試合レポート

都立昭和vs筑波大駒場

2023.03.19

初回から点の取り合いの大乱戦は、都立昭和が5回に大量8点で筑波大駒場を突き放す

都立昭和vs筑波大駒場 | 高校野球ドットコム
昭和・厚木悠佑

<春季都大会1次予選:都立昭和17-10筑波大駒場(7回コールド)>◇19日◇代表決定戦◇錦城学園グラウンド

 前日の雨の影響で、当初の予定から1時間遅れでプレーボールとなった。

 都立昭和は先週の初戦で正則学園に競り勝っての進出だ。昨秋は、代表決定戦で駿台学園に敗れたが、チーム力としては安定している実力校と言ってもいい存在である。

 当初は、4、5点前後の競り合いになっていくのではないかと予想していた。ところが、試合は序盤から激しい点の取り合いというか、大乱戦となってしまった。

 先攻の筑波大駒場が打者一巡で4安打と四球や失策も絡んで3点を奪うと、その裏、都立昭和は打者11人で4四死球に8番の厚木投手の二塁打などで6点を奪って逆転。初回の攻防だけで43分を要するというものだった。筑波大駒場の朝木秀樹監督もたまらず、初回の6点を失って2死一、二塁というところで先発の石田投手を諦めて2人目の中根投手につないだ。そこで、かろうじて都立昭和の反撃を一旦は止めた。

 ところが、乱戦の展開は止まらず2回にも筑波大駒場は、5番西山の二塁打などで相手の飛球失策もあって3点を返して同点。それでも、都立昭和はその裏、制球のままならない筑波大駒場の2人目中根投手をじっくりと攻めて、失策と野選に四死球などで無安打で2点を追加する。それでも、筑波大駒場も3回に2番水野の三塁打や3番川根のポテン安打などで、またまた同点に追いつく。

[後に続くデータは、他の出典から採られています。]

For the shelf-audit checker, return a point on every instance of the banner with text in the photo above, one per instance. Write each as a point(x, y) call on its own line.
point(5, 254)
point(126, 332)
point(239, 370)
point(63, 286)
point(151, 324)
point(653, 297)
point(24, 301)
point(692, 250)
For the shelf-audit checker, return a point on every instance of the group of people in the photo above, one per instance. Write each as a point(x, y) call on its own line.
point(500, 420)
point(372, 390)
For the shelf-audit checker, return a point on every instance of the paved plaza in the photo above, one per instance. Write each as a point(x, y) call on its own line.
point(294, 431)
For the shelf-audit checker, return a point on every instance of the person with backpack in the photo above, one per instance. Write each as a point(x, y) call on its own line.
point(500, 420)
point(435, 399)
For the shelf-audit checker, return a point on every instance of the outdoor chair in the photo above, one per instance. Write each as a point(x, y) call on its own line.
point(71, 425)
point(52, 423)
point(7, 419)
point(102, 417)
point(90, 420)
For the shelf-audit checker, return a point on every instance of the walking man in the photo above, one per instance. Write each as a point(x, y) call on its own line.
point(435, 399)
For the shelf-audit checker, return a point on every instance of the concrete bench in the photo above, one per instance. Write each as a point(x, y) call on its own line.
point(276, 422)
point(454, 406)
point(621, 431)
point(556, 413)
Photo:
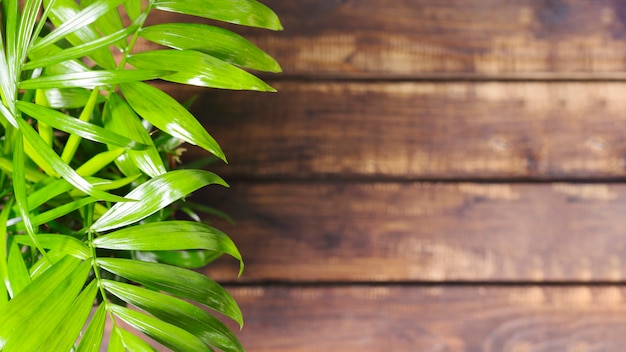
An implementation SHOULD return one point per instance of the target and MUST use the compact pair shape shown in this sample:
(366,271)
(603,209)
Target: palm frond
(88,214)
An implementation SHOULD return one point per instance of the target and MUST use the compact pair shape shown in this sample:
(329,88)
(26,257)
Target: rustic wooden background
(433,175)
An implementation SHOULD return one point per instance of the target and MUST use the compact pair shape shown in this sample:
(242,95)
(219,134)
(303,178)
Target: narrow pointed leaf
(115,341)
(167,334)
(154,195)
(65,244)
(19,189)
(43,264)
(37,157)
(134,343)
(46,193)
(215,41)
(99,161)
(91,340)
(57,212)
(66,333)
(199,69)
(244,12)
(79,51)
(73,141)
(120,118)
(64,11)
(180,282)
(190,259)
(72,125)
(91,79)
(81,19)
(170,235)
(34,296)
(109,22)
(31,174)
(4,250)
(17,274)
(62,168)
(68,98)
(164,112)
(35,328)
(178,312)
(133,9)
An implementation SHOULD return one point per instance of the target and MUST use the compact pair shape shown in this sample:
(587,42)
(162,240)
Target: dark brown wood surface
(466,130)
(434,318)
(433,175)
(494,39)
(424,232)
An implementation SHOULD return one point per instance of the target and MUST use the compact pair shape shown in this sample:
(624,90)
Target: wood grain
(437,318)
(461,130)
(526,39)
(424,232)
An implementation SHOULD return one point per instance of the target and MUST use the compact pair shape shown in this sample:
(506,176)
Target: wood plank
(468,130)
(425,232)
(438,318)
(449,38)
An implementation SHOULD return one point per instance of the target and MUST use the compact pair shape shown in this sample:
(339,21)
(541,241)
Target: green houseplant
(91,202)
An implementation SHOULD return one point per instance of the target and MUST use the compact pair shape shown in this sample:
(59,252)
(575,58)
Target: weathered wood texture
(438,318)
(448,38)
(467,130)
(345,251)
(424,232)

 こうなってくると、どちらかがとにかく「0」のイニングを作らないと試合そのものの流れが止まらないのではないかという感じである。そんなことを思っていたら、その裏、筑波大駒場の石田投手は1番からの打順にもかかわらず、簡単に3者凡退で退ける。

 試合は、これでようやく一旦は落ち着いたのかなと思われた。4回は初めて両チームの表裏に0が並んだ。そして、5回からは都立昭和のマウンドは厚木から左腕の渡辺彗に代わっていたが、筑波大駒場が2死一、二塁から、相手の送球ミスで逆転する。こういう展開で、再度リードした筑波大駒場だった。このまま案外試合が膠着することもあるのではないかとも思われたが、そんなことはなかった。

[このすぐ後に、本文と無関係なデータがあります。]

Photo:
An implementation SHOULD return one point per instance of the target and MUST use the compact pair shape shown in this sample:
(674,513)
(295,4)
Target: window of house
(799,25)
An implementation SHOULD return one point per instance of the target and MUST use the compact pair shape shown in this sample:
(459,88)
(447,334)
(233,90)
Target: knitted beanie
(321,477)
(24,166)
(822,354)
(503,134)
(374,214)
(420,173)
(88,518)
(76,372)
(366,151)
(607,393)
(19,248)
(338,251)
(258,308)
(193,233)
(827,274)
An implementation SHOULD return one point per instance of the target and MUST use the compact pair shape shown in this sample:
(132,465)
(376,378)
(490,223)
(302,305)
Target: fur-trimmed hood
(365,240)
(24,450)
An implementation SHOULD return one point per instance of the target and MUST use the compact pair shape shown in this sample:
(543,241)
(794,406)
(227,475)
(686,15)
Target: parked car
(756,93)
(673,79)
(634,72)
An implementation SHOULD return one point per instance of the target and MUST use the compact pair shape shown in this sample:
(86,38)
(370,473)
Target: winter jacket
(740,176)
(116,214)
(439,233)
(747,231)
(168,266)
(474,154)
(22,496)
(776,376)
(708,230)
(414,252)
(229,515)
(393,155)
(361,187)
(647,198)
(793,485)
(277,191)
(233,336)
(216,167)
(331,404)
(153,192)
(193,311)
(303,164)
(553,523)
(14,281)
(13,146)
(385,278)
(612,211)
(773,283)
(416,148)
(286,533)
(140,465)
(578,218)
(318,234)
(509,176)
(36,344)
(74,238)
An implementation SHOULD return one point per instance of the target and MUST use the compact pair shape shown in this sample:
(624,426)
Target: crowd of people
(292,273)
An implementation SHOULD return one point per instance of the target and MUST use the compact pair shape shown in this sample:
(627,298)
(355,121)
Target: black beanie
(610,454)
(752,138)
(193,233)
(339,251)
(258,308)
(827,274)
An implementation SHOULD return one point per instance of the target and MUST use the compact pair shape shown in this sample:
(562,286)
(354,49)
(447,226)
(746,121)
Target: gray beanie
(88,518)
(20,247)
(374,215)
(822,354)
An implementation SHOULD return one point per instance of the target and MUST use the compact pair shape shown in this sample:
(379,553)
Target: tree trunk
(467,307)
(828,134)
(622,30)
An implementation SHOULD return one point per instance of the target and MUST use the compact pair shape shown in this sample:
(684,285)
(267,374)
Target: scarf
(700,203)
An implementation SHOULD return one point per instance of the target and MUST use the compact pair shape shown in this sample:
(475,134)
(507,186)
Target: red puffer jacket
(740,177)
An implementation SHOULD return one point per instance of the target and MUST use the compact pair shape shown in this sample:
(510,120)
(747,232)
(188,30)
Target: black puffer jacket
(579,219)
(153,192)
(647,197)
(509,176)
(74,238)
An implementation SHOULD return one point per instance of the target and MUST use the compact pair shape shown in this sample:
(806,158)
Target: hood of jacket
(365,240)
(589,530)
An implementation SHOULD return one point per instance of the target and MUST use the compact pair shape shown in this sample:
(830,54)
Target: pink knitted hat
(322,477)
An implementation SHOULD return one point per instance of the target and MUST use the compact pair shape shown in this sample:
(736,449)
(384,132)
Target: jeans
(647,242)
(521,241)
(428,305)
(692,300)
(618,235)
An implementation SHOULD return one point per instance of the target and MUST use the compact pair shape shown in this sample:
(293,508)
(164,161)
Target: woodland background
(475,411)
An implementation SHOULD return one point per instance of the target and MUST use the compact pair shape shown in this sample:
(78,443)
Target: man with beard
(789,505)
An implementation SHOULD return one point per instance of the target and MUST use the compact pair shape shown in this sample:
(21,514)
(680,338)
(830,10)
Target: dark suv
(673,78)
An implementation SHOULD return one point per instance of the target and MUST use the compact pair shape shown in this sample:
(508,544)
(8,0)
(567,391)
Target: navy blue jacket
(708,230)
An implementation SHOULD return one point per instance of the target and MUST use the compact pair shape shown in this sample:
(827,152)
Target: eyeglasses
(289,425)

 その裏の都立昭和は、そのまま8番に入っていた渡辺と続く原の連続二塁打でたちまち同点とすると、内野安打が相次いでチャンスを広げ、内野ゴロの間に逆転。そして、その後は四球、失策などもあって、まさに乱戦。結局打者13人で8安打、2四球に失策も重なるなど8点が入った。これで、試合そのものも、流石に行方が決した感があった。

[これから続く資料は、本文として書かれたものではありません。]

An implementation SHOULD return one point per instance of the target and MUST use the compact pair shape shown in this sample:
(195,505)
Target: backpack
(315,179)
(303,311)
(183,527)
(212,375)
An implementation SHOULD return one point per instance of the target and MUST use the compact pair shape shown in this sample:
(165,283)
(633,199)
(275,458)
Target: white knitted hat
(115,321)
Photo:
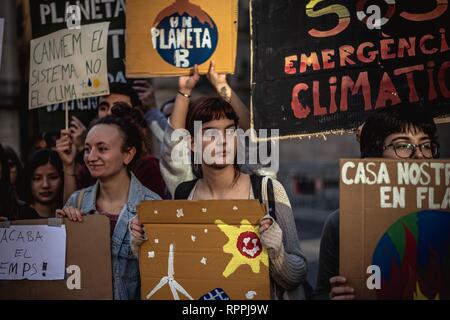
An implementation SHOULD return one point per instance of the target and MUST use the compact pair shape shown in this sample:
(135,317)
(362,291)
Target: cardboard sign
(207,250)
(395,228)
(168,37)
(68,65)
(87,268)
(47,16)
(32,252)
(322,67)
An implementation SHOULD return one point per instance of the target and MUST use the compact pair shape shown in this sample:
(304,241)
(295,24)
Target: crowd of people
(108,169)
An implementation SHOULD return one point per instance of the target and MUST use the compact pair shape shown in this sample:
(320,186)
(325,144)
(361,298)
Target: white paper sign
(68,65)
(36,252)
(2,24)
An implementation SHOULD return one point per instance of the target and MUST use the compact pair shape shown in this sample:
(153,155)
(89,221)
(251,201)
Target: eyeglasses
(406,150)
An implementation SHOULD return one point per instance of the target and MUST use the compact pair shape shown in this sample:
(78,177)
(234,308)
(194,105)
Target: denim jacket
(125,266)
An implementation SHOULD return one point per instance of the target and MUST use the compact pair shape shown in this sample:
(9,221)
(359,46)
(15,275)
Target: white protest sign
(69,64)
(33,252)
(2,23)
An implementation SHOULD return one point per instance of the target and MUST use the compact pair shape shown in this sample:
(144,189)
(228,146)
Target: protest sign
(395,228)
(168,37)
(322,67)
(208,250)
(32,252)
(47,16)
(68,65)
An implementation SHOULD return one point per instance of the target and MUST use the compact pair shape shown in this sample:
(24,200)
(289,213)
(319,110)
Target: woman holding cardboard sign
(398,132)
(219,177)
(112,145)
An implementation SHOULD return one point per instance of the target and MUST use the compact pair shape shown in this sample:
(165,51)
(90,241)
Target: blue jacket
(125,266)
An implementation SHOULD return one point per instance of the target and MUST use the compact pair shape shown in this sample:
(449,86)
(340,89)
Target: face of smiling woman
(104,154)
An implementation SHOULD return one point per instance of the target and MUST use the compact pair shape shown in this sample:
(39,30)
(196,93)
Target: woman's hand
(219,82)
(264,224)
(70,213)
(339,289)
(187,83)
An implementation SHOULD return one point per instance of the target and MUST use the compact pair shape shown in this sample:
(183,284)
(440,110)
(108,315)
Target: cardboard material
(42,17)
(69,64)
(211,249)
(395,215)
(88,265)
(168,37)
(33,252)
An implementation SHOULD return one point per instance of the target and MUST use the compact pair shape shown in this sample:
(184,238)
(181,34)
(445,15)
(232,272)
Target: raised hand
(146,94)
(66,148)
(187,83)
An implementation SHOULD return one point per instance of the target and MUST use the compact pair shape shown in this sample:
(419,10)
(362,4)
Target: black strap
(257,191)
(271,199)
(184,189)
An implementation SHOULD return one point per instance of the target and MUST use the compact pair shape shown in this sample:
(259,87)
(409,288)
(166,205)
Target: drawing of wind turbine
(169,279)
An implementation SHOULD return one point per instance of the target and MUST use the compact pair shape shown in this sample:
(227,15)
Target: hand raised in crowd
(146,94)
(70,213)
(187,83)
(219,82)
(77,131)
(66,148)
(339,289)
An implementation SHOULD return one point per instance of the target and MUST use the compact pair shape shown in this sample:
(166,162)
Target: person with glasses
(404,131)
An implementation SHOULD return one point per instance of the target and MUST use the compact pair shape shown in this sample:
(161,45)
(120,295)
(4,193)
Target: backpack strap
(258,183)
(184,189)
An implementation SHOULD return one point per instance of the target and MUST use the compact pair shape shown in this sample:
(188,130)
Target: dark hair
(130,133)
(125,89)
(394,119)
(38,159)
(205,110)
(8,198)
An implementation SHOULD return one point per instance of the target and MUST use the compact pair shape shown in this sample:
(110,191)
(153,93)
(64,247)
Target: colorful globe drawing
(414,257)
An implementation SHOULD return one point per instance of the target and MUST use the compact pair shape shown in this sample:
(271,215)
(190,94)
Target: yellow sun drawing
(245,246)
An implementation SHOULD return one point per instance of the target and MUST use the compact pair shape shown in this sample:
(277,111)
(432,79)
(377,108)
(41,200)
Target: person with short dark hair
(397,132)
(112,146)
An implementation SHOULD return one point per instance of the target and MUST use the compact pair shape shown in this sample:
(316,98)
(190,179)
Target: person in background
(43,189)
(397,132)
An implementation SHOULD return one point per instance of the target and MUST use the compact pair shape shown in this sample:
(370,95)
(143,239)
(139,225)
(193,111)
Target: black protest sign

 7回にお互いに1点ずつ取り合ったが、7点差で都立昭和のコールド勝ちとなった。7回コールドゲームながら、試合時間としては2時間45分という長いものになってしまった。

 何とか勝利して本大会進出を決めた都立昭和の大原博文監督もさすがに疲れた様子だった。「こんな展開になってしまって、もう、試合中は、会場校の錦城学園さんに申し訳ないなという気持ちでいっぱいでした」と恐縮していた。チームとしては、「今年は、それほど力がないのでしっかりと守っていくという形で、守りを鍛えてきたつもりだったんですけれどもね。相手のスイングが鋭くて力強く振ってくるものですから、それを意識しすぎてしまって、コースをついていったところで投手が制球を乱したというところもありました。本当に、よく負けなかったなあと思います」と、いうのが正直なところでもあろうか。

 それでも、本大会進出を果たして、「今度は引き締めていきます」と、次へ向けての意欲を示していた。